3.2.3 Demonstrating safe care provision
The on-site availability of ICDs allowed senior staff to withhold emergency care to residents experiencing an acute health crisis because it allowed them to document and demonstrate safe care provision if the resident died. Safe care provision involved the legal duty to provide (or provide access) to medical care preventing avoidable harm to residents40. Within this context, senior staff had a heightened awareness of the concept of neglect and their accountability, as this nurse conveyed:
“I don’t want a sudden death here because if it's something that you could have prevented and you haven’t, then that’s down for neglect, isn't it?” [Nurse 1]
When a resident died in the care home, senior staff was accountable for the demonstration of safe care to the GP certifying the medical cause of death. A GP’s suspicion of neglect or refusal to release MCCD triggered a Coroner’s investigation36. If the Coroner’s investigation revealed unsafe care provision, the regulator (the Care Quality Commission) had a duty to prosecute the staff40. Crucially, the prescription, storing and GP review of ICDs minimised the likelihood of a Coroner’s referral and investigation when a resident died in the care home.
First, Author1 observed that senior staff considered medical records and GPs’ notes in residents’ care plans to constitute documentary evidence of safe care provision. The storing of ICDs prescriptions and administration charts, and GPs keeping a log of ICD reviews in residents’ care plans allowed senior staff to evidence to the GP releasing the MCCD that the resident’s death was expected, and adequate care had been provided and planned. This enabled different GPs from the GP practice allocated to the care home to release the MCCD confidently and without raising suspicions of neglect.
Second, storing prescribed ICDs on-site allowed senior staff to involve the GPs in a resident’s EOLC by instigating periodic or ad-hoc GP visits to review the ICDs (section 3.1.2). This maximised the likelihood to: (1) meet the 14 days period before death which avoided an automatic Coroner’s referral; and (2) have the certifying GP release the MCCD confidently and without raising suspicions of neglect, thereby avoiding an in-depth Coroner’s investigation (section 3.1.2). This enabled most senior staff to feel “protected” when deciding to withhold emergency care to a dying resident and facilitate a care home death [nurse 8 from fieldnote extracts 19:93].

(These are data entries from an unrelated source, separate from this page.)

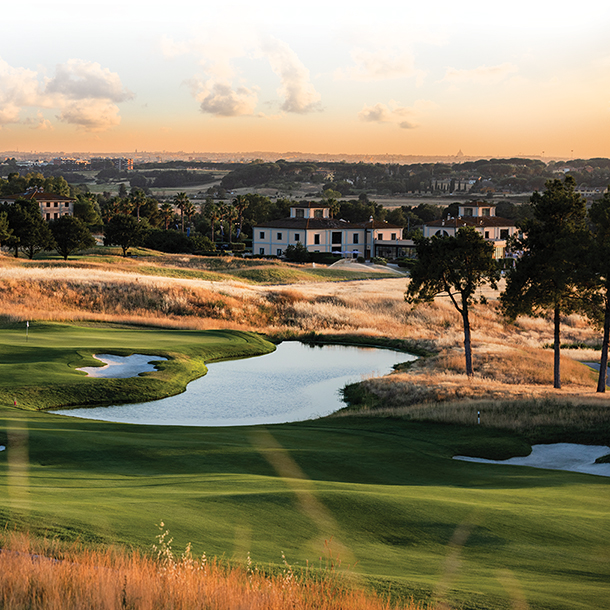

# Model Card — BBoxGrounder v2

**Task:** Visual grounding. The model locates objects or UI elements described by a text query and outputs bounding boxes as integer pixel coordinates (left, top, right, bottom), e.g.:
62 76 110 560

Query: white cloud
0 59 133 131
57 98 121 131
45 59 133 103
442 62 519 84
196 82 258 117
0 59 40 125
358 100 436 129
261 37 322 114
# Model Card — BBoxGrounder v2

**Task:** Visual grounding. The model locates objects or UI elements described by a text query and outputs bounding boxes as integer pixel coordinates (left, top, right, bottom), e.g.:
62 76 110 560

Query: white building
252 202 413 258
423 201 517 258
0 189 76 220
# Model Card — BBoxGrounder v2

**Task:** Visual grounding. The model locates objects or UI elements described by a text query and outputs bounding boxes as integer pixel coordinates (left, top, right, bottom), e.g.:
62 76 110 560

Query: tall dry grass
0 256 600 407
0 533 422 610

By contrast, on the rare occasion that a GP had not reviewed the ICDs in many months (about 5+) and the resident experienced a sudden life-threatening health crisis, some senior staff did not feel confident to withhold emergency care, as nurse Olivia confided me:
“For [nurse 10] ‘if you are in doubt, you always need to call an ambulance, you need to cover your back, otherwise you are in trouble’. If residents with end-of-life medications [ICDs] have a seizure or heart attack and they have not been seen by a GP in five or six months or more, she will call an ambulance because the residents were stable before and, if they die, she cannot justify not calling an ambulance to the GP.” [Fieldnote extracts 19:20-21]

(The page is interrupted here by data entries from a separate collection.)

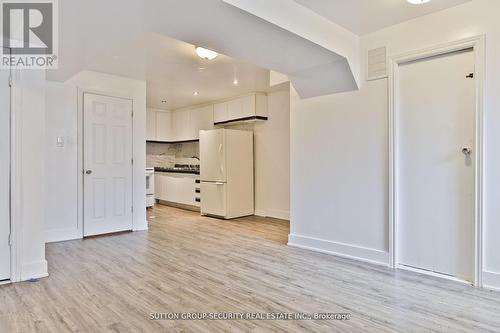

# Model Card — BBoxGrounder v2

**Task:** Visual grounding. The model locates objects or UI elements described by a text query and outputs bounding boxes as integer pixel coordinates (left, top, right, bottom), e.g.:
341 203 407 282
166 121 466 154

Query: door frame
388 35 486 287
77 88 136 238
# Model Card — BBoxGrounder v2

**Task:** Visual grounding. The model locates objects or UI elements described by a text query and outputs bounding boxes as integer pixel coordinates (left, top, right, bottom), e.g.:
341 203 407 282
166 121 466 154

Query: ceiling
89 33 269 110
47 0 356 100
295 0 471 35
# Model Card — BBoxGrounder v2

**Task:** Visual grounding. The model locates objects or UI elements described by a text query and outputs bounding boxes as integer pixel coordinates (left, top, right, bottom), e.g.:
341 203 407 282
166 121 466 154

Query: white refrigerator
200 129 254 219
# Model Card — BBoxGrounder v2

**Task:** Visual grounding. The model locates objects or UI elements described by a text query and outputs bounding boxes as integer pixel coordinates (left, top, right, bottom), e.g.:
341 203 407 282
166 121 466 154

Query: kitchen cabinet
214 93 268 124
146 93 268 142
190 105 214 139
153 111 174 141
155 172 200 207
172 110 194 141
146 110 156 141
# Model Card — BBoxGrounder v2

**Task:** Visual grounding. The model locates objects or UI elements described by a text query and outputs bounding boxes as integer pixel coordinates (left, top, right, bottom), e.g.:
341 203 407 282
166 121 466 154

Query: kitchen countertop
155 167 200 175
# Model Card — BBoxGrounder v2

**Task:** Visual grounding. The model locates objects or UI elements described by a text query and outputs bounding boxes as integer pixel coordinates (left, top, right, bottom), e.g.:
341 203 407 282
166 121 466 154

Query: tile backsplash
146 142 200 167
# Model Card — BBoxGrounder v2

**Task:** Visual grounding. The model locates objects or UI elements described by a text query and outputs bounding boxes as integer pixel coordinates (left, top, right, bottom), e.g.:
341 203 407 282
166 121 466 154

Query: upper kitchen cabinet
190 105 214 139
172 110 191 141
146 109 156 141
214 93 268 125
156 111 174 142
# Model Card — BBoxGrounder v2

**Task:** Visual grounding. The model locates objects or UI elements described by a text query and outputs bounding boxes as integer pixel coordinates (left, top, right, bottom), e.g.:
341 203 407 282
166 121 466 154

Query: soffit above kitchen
294 0 471 35
47 0 359 97
80 33 269 110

This counterexample confirms the interaction between the clinical and legal functions of ICDs prescribing. When senior staff doubted the certifying GP to agree with their clinical decision to forego emergency care, because not supported by a recent GP review of ICDs, they felt exposed to the legal consequences of a GP Coroner’s referral for neglect or refusal to release the MCCD. This led some senior staff to provide emergency care to acutely ill residents whose ICDs had not been reviewed in about five months or more, triggering a hospital transfer at the end-of-life.